あ~・・、でも、無い、と、思う。たぶん。
だって、昨日、あれほど退治屋の件で怒っていたんだぞ?
怒っていた人が、今日、デートに誘う?
無いよね・・・。
うん、普通は・・・無い。
・・・。
だとすると、何?
もしかして・・
お説教?
お説教か!
お説教だ!!
それは、やだ!
そうだ、それしか無い!
逃げよう!
うん、そうだ、今日は忙しいと言おう!
そう思い翼は口を開きかけた時だった。
ユリが先に話し始める。
「翼くん、お母様・、いえ、母が退治屋の件で話しがあるそうなの。」
「え!?」
「!?・・・」
翼のあまりに予想外だと言わんばかりの反応に、ユリは狼狽えた。
「あの・・、母に退治屋になるための話しを聞きに、翼くんが今日来ると聞いたんだけど。
違うの?」
「あ!! はいっ! そうです! そうでした!」
「もしかして・・、忘れていた?」
「いえ! 覚えています・・です!」
とってつけたように慌てふためく翼に、ユリは疑問に思った。
「翼くん、もしかして退治屋になる事を止めたいんじゃない?」
「え?」
「そっか、そうなのね!
良かった!
なら、そうして!
ね、そうしましょう!
私から、父と母にそう話しておくから。
だから安心していいわよ。
うん! 良かったわ。
安心した。」
「わっ! ま、待って! なる! なるつもり!
じゃない、なるの! 退治屋に!
本当の本当に、なりたいの!」
「え!・・・・、嘘・・。」
「う、嘘じゃない!本当に、本当なの!」
「そう・・・なんだ・・。」
「そうです!! 神に誓って!
なんなら総理大臣に誓ってもいい!
いや、パンダに誓います!」
「パンダ? あの、なんでパンダ?」
「パンダ?」
「そう、パンダ・・。」
「え? 俺、パンダに誓わないといけないの?」
「え? いや、だって翼くん、パンダに誓うんでしょう?」
「え? 何で、俺、パンダに誓わないといけないの?」
「・・・それは、私が聞きたいんだけど?」
「え?」
「・・・。」
暫くして、電話の向こうからため息が聞こえた。
そしてユリは気持ちを切り替えて、翼に話しかける。
「パンダの事は忘れて。で、翼くん、どうするの? 来るの?」
「行きます!」
「じゃあ、時間は何時がいい?」
「今すぐでいいです! あ、でも、歯を磨く時間を下さい!」
「はぁ? あのね、私、今、家に居るの。
貴方のアパートの玄関先にいるわけじゃないわよ?」
「そうなんだ? だったら顔を洗うから、待っててくれる?」
「だ~か~ら~、1分や2分で貴方のアパートに行けるわけがないと言っているの!」
「そうなの? それなら、よかった・・かな?」
「はぁ~・・・、それじゃあ今は10時ちょっとすぎだから、どうしよう・・。

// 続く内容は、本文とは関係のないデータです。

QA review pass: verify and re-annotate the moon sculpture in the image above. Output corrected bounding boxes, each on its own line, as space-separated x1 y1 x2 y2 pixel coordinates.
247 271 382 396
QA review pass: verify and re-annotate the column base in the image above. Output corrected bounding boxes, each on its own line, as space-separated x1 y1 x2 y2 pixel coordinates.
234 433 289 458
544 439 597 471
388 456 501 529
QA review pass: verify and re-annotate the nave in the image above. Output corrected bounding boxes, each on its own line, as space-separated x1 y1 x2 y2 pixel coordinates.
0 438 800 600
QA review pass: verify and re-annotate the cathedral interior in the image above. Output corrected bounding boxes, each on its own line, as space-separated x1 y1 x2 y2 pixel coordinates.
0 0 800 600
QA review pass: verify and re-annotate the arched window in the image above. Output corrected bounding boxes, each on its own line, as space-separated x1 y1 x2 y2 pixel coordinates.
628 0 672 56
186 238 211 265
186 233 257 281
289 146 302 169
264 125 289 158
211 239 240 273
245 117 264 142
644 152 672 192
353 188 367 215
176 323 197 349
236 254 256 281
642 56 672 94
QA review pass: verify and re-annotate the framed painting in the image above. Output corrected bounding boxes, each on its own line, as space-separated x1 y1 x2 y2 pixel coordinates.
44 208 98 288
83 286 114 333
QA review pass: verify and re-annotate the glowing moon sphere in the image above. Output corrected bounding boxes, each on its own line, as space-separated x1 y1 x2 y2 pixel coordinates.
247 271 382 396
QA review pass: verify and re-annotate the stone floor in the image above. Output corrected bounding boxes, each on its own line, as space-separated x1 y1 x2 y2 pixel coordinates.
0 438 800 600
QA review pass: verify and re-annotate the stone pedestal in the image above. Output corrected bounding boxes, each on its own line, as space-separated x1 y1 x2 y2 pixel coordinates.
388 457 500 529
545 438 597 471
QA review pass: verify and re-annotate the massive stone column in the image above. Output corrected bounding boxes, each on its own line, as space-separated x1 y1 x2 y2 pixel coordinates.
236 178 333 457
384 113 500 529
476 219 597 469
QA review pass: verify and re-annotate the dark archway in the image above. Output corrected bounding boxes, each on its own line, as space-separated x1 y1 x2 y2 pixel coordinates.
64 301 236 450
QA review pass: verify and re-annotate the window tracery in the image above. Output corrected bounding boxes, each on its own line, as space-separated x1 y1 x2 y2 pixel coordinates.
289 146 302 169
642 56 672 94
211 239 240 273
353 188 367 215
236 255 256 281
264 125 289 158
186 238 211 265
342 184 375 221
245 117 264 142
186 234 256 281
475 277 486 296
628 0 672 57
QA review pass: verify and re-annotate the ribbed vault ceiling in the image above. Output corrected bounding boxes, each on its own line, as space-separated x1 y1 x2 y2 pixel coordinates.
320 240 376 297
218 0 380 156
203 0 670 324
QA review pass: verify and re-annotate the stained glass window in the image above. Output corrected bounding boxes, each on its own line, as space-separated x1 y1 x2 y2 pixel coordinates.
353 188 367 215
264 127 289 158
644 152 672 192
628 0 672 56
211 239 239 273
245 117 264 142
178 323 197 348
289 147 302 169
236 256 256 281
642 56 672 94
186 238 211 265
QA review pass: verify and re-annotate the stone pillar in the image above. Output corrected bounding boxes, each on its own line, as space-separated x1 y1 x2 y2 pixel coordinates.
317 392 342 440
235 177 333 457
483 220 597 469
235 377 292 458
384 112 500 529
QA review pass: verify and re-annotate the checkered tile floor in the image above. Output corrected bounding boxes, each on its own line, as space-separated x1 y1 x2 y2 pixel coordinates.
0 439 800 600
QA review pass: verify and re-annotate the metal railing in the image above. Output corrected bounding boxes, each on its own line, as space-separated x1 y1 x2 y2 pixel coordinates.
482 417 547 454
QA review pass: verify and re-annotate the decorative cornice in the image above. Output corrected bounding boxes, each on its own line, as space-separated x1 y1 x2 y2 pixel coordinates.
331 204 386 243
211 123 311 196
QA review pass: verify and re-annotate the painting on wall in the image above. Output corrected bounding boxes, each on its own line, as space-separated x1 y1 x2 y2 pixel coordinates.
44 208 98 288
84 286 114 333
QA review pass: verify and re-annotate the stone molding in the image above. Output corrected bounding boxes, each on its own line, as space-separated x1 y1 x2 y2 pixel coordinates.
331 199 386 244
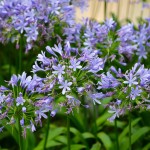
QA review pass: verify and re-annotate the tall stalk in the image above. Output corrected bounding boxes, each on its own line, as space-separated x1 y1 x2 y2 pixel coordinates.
43 112 50 150
18 38 23 74
117 0 120 20
129 110 132 150
115 119 119 150
93 104 97 139
18 117 23 150
104 0 107 20
126 0 130 19
67 114 71 150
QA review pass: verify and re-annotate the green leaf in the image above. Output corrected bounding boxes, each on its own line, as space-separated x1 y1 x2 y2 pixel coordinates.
82 132 95 139
62 144 86 150
131 127 150 144
143 143 150 150
119 118 141 142
97 132 112 149
55 135 67 145
91 142 101 150
120 127 150 150
96 112 112 126
34 127 66 150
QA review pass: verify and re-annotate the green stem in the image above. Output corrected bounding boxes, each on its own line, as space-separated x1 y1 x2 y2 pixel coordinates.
117 0 120 20
126 0 130 19
18 118 23 150
67 115 71 150
93 104 97 139
18 38 23 74
104 0 107 20
115 119 119 150
43 112 50 150
129 110 132 150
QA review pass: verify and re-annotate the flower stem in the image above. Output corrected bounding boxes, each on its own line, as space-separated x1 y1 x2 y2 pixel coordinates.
43 112 50 150
104 0 107 20
115 119 119 150
67 114 71 150
18 38 22 74
129 111 132 150
93 104 98 140
18 118 23 150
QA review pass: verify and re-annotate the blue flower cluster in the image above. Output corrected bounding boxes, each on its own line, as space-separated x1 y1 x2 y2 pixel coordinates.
0 0 86 51
0 0 150 136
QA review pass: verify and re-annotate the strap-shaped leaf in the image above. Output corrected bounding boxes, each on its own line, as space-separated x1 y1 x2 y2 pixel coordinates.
97 132 112 149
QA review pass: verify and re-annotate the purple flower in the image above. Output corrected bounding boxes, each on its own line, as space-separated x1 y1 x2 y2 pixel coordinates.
37 51 51 65
22 107 27 113
52 64 65 79
51 110 57 117
89 92 105 105
0 127 4 133
69 58 82 71
30 120 36 132
59 80 72 95
130 86 142 100
20 118 24 126
123 72 138 87
89 57 104 73
16 92 25 106
97 72 120 89
9 75 18 87
52 43 63 56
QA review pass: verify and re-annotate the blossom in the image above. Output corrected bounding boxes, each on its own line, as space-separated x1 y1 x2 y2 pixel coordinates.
123 72 138 87
52 64 65 79
59 80 72 95
130 86 142 100
16 92 25 106
69 58 82 71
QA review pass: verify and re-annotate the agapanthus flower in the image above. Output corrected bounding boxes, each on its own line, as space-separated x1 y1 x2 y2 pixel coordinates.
98 63 150 121
0 72 53 136
0 0 87 51
33 41 105 113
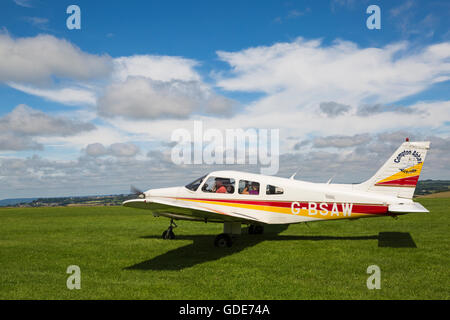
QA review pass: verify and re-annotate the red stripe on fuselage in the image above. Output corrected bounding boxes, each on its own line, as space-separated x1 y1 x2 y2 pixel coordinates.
375 176 419 187
174 198 388 214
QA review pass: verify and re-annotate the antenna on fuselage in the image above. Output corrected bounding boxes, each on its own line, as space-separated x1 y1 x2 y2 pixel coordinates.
289 169 300 180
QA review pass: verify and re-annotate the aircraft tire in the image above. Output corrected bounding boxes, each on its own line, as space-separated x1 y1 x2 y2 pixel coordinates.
214 233 233 248
248 224 264 234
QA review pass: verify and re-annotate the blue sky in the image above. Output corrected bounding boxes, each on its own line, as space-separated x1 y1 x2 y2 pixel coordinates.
0 0 450 198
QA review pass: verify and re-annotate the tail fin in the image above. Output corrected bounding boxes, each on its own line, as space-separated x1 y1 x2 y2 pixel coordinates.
357 139 430 199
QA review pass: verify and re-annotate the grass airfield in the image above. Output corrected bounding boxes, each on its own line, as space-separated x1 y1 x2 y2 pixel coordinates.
0 198 450 300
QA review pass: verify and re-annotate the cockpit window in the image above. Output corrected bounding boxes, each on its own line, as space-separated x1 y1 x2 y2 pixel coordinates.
202 177 234 193
239 180 259 195
186 175 207 191
266 184 284 194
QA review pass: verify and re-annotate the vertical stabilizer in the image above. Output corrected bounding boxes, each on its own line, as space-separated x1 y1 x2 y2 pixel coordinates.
357 139 430 199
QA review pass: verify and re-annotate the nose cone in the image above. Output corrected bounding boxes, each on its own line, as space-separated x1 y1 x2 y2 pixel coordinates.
144 187 180 198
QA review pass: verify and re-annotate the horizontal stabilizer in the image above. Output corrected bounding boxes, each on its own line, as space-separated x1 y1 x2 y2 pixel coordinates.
389 202 430 213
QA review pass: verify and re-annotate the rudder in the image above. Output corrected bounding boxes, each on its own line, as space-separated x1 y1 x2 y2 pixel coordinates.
358 139 430 199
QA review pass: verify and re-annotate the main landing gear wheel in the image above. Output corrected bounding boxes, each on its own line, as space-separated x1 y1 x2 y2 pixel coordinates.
162 219 177 240
214 233 233 248
248 224 264 234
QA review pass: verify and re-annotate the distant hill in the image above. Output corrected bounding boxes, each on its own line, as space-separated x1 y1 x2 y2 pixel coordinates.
0 198 37 207
0 180 450 207
414 180 450 196
0 194 136 207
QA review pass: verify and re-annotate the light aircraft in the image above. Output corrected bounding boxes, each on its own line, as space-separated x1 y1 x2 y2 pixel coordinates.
123 138 430 247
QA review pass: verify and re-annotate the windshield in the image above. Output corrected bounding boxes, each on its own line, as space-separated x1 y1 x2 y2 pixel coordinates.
186 174 207 191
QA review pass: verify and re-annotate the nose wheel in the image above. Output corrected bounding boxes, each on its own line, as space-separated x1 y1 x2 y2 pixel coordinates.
214 233 233 248
162 219 177 240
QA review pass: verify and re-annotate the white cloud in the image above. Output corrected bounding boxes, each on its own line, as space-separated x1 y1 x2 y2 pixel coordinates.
0 34 112 84
113 55 200 81
84 143 139 158
98 77 234 119
14 0 33 8
0 104 95 136
0 104 95 151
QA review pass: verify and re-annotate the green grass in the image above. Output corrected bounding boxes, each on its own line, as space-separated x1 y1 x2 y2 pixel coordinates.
0 198 450 299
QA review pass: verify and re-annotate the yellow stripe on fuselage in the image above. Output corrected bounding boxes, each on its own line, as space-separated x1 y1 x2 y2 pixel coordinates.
177 198 374 220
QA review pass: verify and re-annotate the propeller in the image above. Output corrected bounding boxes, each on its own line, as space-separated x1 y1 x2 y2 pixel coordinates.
130 185 145 199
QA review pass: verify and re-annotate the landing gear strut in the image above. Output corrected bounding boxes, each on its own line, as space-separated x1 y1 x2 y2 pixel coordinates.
248 224 264 234
214 222 241 248
162 219 177 240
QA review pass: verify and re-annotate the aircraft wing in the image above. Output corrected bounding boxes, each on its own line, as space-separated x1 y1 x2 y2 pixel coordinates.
123 197 263 223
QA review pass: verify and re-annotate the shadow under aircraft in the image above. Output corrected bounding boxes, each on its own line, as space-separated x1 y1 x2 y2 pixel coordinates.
125 225 416 271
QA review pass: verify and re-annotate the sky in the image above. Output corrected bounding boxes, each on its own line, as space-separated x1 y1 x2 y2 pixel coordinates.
0 0 450 199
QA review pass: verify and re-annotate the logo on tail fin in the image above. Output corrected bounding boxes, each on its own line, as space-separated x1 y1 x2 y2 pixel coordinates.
375 150 423 187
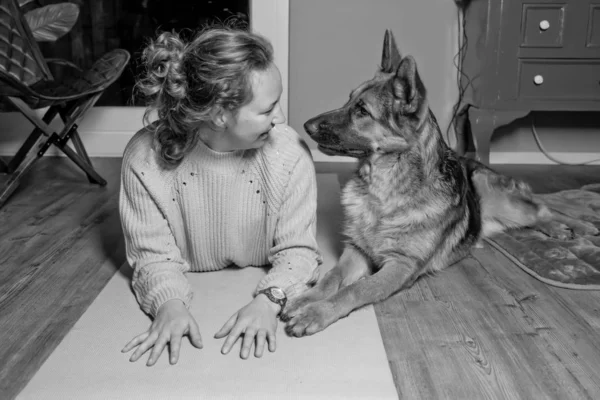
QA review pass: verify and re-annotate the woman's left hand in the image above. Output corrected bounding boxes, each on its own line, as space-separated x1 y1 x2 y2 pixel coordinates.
215 294 281 359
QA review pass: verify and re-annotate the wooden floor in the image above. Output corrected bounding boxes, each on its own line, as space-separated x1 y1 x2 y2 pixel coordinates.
0 158 600 399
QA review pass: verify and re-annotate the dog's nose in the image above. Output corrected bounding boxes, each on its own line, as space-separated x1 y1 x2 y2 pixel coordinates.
304 118 319 136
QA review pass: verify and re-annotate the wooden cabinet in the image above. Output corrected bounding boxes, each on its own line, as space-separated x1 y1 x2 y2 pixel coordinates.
461 0 600 164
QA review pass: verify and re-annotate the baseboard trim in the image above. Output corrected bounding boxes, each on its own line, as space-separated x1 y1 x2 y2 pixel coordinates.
0 129 600 165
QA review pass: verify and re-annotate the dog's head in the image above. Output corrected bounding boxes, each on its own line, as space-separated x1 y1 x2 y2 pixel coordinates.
304 30 429 158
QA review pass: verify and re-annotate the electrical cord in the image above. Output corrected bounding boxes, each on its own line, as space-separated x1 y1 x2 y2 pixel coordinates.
445 1 472 149
531 115 600 165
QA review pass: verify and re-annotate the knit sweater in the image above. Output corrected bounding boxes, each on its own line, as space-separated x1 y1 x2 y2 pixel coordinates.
119 125 322 316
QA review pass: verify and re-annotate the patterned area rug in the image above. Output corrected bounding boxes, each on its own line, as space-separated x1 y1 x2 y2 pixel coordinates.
486 183 600 290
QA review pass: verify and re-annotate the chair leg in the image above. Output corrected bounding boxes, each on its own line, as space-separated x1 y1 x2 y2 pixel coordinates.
8 107 58 172
52 134 106 186
0 136 50 207
57 93 106 186
0 158 8 174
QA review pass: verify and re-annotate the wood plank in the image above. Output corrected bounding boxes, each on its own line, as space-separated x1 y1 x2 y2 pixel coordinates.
0 157 600 399
0 158 125 399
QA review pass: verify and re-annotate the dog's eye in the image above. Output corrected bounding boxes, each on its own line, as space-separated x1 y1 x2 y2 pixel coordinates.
354 101 371 117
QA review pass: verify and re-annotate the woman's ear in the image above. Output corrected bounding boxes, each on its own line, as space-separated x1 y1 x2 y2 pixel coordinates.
210 107 229 129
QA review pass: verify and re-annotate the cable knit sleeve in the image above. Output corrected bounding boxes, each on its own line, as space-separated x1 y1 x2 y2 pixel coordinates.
256 145 322 298
119 141 192 317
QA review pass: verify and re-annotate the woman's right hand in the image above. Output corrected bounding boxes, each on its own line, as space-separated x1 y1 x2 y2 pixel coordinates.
121 299 202 367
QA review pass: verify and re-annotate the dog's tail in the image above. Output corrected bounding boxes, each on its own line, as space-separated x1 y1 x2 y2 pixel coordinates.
466 160 552 237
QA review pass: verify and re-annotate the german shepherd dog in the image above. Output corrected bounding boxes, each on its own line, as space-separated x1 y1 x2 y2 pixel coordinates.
282 31 551 336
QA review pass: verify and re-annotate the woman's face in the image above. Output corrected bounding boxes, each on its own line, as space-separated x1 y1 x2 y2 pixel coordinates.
218 64 285 151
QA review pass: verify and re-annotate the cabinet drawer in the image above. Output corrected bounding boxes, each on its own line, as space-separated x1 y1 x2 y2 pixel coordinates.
518 59 600 100
521 4 565 47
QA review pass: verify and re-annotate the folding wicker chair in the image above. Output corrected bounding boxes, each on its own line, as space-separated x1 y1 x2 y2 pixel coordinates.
0 0 130 207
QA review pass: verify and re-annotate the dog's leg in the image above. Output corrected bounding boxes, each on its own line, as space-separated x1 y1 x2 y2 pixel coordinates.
281 245 370 321
286 256 418 337
472 168 551 237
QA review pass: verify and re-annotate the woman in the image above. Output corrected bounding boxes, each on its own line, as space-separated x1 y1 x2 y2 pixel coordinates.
120 26 321 365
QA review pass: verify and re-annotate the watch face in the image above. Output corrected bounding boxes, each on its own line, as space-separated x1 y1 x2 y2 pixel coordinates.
271 288 285 299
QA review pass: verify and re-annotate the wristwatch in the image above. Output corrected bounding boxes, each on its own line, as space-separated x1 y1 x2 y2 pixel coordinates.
257 286 287 312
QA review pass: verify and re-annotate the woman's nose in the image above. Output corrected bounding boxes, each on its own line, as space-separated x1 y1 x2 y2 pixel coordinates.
273 103 285 125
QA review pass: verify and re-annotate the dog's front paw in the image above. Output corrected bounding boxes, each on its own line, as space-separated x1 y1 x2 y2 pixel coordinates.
281 288 323 322
285 301 338 337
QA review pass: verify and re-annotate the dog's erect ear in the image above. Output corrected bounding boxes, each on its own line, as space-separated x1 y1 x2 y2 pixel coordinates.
393 56 426 114
381 29 402 73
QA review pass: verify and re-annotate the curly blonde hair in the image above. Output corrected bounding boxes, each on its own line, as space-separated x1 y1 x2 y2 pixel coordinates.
136 25 273 166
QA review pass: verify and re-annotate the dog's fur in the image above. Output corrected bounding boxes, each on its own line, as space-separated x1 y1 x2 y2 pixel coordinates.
282 31 550 336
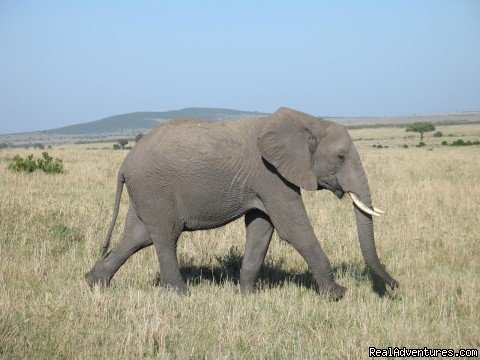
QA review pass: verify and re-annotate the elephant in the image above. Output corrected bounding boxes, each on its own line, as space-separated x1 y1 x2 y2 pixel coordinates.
85 108 398 300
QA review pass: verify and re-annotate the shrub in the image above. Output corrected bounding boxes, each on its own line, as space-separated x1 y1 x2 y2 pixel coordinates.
8 151 63 174
452 139 467 146
117 139 128 149
405 122 435 142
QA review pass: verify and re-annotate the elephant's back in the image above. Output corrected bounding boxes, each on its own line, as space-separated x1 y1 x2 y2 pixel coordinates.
123 119 258 179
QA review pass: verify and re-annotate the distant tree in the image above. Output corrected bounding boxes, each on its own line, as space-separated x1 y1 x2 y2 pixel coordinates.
117 139 128 149
405 122 435 142
135 133 143 143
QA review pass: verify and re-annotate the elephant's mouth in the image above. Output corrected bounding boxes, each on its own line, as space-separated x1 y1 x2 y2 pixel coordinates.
317 181 345 199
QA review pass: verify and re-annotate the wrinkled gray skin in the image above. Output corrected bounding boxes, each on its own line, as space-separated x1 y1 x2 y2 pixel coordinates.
86 108 397 299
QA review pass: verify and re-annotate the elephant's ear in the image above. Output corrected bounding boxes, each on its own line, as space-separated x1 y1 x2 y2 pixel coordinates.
257 108 318 190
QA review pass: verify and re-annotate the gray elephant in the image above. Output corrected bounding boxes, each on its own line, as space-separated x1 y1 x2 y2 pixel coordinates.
85 108 398 299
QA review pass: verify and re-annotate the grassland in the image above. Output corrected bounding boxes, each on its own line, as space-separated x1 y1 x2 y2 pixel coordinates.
0 125 480 359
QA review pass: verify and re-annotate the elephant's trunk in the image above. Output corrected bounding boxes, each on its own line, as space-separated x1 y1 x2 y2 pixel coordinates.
342 151 398 289
354 205 398 289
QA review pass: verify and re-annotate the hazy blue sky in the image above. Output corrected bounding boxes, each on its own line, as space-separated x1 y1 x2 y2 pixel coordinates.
0 0 480 133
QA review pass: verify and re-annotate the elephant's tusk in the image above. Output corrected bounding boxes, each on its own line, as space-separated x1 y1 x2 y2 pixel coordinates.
373 206 385 214
348 191 380 216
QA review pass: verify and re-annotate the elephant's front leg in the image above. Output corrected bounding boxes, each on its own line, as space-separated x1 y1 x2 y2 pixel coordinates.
240 210 273 292
264 192 347 300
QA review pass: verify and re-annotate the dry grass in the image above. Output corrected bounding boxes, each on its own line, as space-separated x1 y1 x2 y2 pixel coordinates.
0 125 480 359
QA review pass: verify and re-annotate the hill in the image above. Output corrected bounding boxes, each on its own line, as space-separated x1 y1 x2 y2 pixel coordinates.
45 108 268 135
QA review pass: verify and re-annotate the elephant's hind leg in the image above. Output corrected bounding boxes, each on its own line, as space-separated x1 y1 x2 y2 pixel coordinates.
240 210 273 292
147 219 188 294
85 205 152 286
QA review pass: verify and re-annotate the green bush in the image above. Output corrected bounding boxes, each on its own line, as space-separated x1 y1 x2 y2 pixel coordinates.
8 151 63 174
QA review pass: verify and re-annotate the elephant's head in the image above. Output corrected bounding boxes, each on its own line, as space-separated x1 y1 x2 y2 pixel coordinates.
258 108 398 288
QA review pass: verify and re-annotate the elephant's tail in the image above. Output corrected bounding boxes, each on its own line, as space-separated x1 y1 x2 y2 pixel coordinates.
102 169 125 257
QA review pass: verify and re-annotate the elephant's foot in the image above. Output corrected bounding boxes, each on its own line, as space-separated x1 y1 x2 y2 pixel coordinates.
240 282 257 295
85 265 113 288
318 282 347 301
160 281 190 295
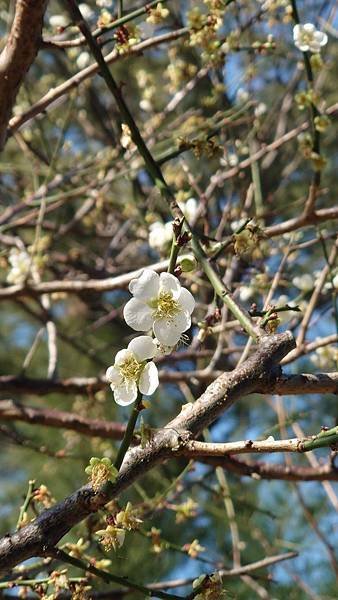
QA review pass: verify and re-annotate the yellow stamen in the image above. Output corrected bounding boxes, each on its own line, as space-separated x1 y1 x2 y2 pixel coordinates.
118 356 144 381
150 292 180 321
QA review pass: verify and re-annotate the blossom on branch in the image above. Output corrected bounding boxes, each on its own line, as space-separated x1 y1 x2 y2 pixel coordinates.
106 335 158 406
123 269 195 346
293 23 328 52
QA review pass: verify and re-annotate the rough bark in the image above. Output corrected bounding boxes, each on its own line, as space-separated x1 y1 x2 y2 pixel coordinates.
0 332 295 572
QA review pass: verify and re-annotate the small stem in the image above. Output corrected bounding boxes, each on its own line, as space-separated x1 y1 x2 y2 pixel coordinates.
191 237 258 341
67 0 258 340
0 577 87 590
300 426 338 452
117 0 123 19
168 220 183 273
16 479 35 529
291 0 321 189
114 397 142 471
48 548 182 600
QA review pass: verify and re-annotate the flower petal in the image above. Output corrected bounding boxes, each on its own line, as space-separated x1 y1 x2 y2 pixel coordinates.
106 366 121 390
129 269 160 301
154 319 182 346
178 288 196 315
123 298 153 331
128 335 157 362
138 362 159 396
302 23 316 33
153 311 191 346
113 381 137 406
160 273 181 300
115 348 130 365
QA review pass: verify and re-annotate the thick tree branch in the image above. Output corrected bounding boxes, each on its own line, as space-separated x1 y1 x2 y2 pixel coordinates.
0 0 47 150
0 332 294 572
0 372 338 396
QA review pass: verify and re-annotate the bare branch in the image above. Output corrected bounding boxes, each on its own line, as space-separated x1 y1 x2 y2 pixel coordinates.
0 400 125 440
0 0 47 150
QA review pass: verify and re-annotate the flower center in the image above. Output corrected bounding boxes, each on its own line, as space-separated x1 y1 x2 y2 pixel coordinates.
150 292 180 321
301 31 313 44
118 356 144 381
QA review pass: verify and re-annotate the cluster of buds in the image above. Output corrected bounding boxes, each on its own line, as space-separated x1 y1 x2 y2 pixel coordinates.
95 525 126 551
182 540 205 558
233 223 266 256
33 484 55 508
170 498 198 524
146 2 169 25
85 456 118 492
113 502 142 531
114 23 141 54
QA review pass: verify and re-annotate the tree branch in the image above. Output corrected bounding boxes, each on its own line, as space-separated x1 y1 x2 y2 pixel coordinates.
0 400 125 440
0 372 338 396
0 0 47 150
0 332 294 572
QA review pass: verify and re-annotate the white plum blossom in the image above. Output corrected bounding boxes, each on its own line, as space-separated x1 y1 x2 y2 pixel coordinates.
123 269 195 346
106 335 158 406
148 221 173 252
49 15 69 28
79 3 95 19
7 248 39 284
293 23 328 52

」
「そうだね、どうしよう。」
「どうしようって・・・、まぁ、いいわ、それじゃあ午後にしましょ?」
「え! 午後!?」
「え? 何か都合が悪いの?」
「あ、いや、その・・・。」
「何?」
「すぐにでもユリさんに会いたいな、と。」
「え!・・・。」
「だめ、だよね?」
「そ、それは・・・、その、えっと・・。」
「ごめん、急に言い出して。 じゃあ午後2時頃に迎えにきてくれる。」
「え? バカ・・・・、誘ってよ。」
ぽつりと、ユリが小声で呟いた。
だが、あまりに小さな声だったため、翼は聞きのがしてしまう。
翼はユリに聞き返した。
「え? 何? 2時じゃだめなの? なら3時でも・」
「バカ! いいわよ2時で。」
「え?」
「バカ!!」
ガチャリと電話が切れ、プ~、プ~、プ~と無情な音が流れる。
「え? え? ええええええ! え?」
翼は何故、ユリが怒って電話を切ったのかわからなかった。
そして切れた電話に向かって、あわてて話しかける。
「あ、あの! ゆ、ユリしゃん! え? あ、ユリしゃん? あの、その・・。」
焦りに焦り、ろれつが回らず、電話が切れたことにも気がつかず、ひたすらに電話に話しかける翼であった。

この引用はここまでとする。